Integrating Learning and Planning¶

Warning

Please note that this notebook is still work in progress, hence some sections could behave unexpectedly, or provide incorrect information.

The goal of this lecture is to provide as an introduction of learning a model of an MDP directly from experience, and use planning to construct a value function or policy. These two are then combined into a single architecture. The difference between Model-Free and Model-Based RL are the following:

Model-Free

No model, learn value function (and/or policy) from experience
Model-Based

Learn model from experience, plan value function (and/or policy) from model

Model-Based RL¶

Fig. 7 The model-based reinforcement learning cycle¶

The advantages of Model-Based RL are that models can be efficiently learned using supervised learning methods. It is also possible to then reason of model uncertainty. A disadvantage, however, is that first the model must be learned. Only then can the value function be constructed. This also means there are two sources of approximation error, and the accuracy of the value function is limited to the accuracy of the model.
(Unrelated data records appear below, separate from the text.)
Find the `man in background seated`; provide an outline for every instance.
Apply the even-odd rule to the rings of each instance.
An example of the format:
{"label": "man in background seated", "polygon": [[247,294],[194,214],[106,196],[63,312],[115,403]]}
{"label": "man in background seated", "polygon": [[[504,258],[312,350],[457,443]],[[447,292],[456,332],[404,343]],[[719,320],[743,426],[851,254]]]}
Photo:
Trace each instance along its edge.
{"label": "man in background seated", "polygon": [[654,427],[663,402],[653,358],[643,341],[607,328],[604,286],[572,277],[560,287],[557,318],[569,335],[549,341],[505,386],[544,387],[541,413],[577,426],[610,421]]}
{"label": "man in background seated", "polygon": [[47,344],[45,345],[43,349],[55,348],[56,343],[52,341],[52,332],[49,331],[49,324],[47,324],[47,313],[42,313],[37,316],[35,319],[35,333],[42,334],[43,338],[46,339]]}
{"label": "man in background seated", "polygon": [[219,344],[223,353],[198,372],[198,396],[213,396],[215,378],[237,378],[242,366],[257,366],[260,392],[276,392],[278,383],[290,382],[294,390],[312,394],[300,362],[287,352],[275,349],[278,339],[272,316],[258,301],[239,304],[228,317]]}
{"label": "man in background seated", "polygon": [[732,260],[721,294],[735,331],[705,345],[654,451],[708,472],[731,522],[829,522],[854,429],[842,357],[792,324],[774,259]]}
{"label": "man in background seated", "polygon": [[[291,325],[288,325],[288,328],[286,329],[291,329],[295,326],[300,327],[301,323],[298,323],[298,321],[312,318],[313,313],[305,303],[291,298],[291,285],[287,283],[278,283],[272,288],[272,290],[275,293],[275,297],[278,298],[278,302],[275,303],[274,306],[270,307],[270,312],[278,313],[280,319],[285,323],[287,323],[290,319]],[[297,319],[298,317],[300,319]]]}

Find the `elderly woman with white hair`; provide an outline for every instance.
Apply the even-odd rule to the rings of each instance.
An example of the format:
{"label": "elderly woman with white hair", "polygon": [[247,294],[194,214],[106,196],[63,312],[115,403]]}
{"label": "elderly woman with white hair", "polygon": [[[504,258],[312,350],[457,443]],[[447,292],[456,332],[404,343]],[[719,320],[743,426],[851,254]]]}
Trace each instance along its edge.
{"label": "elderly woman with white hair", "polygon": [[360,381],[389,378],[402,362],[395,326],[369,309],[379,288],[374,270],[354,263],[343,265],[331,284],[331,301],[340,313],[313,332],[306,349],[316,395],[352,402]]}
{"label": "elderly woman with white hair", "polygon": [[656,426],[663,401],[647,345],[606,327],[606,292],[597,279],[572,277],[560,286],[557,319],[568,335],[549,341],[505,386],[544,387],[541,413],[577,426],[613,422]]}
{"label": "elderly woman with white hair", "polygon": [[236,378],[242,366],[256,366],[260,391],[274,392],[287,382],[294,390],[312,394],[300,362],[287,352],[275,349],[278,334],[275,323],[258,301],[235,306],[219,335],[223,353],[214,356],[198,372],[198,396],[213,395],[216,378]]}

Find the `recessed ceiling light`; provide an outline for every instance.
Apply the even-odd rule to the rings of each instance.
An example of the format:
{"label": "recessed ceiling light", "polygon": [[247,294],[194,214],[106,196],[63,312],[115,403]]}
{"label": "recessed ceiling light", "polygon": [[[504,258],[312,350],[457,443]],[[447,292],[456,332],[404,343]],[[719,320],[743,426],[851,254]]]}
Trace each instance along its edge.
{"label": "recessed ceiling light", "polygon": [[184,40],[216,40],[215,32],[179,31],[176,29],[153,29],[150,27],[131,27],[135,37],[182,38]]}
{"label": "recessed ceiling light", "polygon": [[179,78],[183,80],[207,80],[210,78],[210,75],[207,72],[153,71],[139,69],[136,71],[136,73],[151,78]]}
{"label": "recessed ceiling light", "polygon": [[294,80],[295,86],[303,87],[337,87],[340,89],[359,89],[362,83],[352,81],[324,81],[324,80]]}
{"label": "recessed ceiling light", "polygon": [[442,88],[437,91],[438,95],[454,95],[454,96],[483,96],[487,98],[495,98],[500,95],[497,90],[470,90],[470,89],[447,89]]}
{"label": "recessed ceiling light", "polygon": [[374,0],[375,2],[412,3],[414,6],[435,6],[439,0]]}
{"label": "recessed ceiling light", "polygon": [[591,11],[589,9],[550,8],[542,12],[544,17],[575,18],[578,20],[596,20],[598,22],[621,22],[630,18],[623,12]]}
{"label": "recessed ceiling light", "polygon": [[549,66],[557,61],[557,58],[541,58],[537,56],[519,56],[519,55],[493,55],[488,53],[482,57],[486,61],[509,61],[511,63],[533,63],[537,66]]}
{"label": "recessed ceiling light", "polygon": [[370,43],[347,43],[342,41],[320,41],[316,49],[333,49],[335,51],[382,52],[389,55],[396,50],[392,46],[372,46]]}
A model \(M\) is a representation of an MDP parameterized by \(\eta\). In this case, it is assumed that the state and action spaces are known (for simplification). So then, a model \(M = (P_\eta, R_\eta)\) represents state transitions \(P_\eta \approx P\) and rewards \(R_\eta = R\). These can be used to estimate rewards and state transitions:

\[\begin{split} S_{t+1} & \sim P_\eta(S_{t+1} | S_t, A_t)\\ R_{t+1} & = R_\eta(S_{t+1} | R_t, A_t)\end{split}\]

Typically, a conditional independence between state transitions and rewards are assumed (\(P(S_{t+1}, R_{t+1} | S_t, A_t) = P(S_{t+1} | S_t, A_t)P(R_{t+1} | S_t, A_t)\)).

So, the goal is to estimate \(M_\eta\) from experience \(\{S_1, A_1, R_2, ..., S_T\}\). This is a supervised learning problem. More specifically, it is usually best to split up the two tasks of learning \(R_\eta\) and \(P_\eta\). \(S_t, A_t \Rightarrow R_{t+1}\) is a regression problem, while \(S_t, A_t \Rightarrow S_{t+1}\) is a density estimation problem.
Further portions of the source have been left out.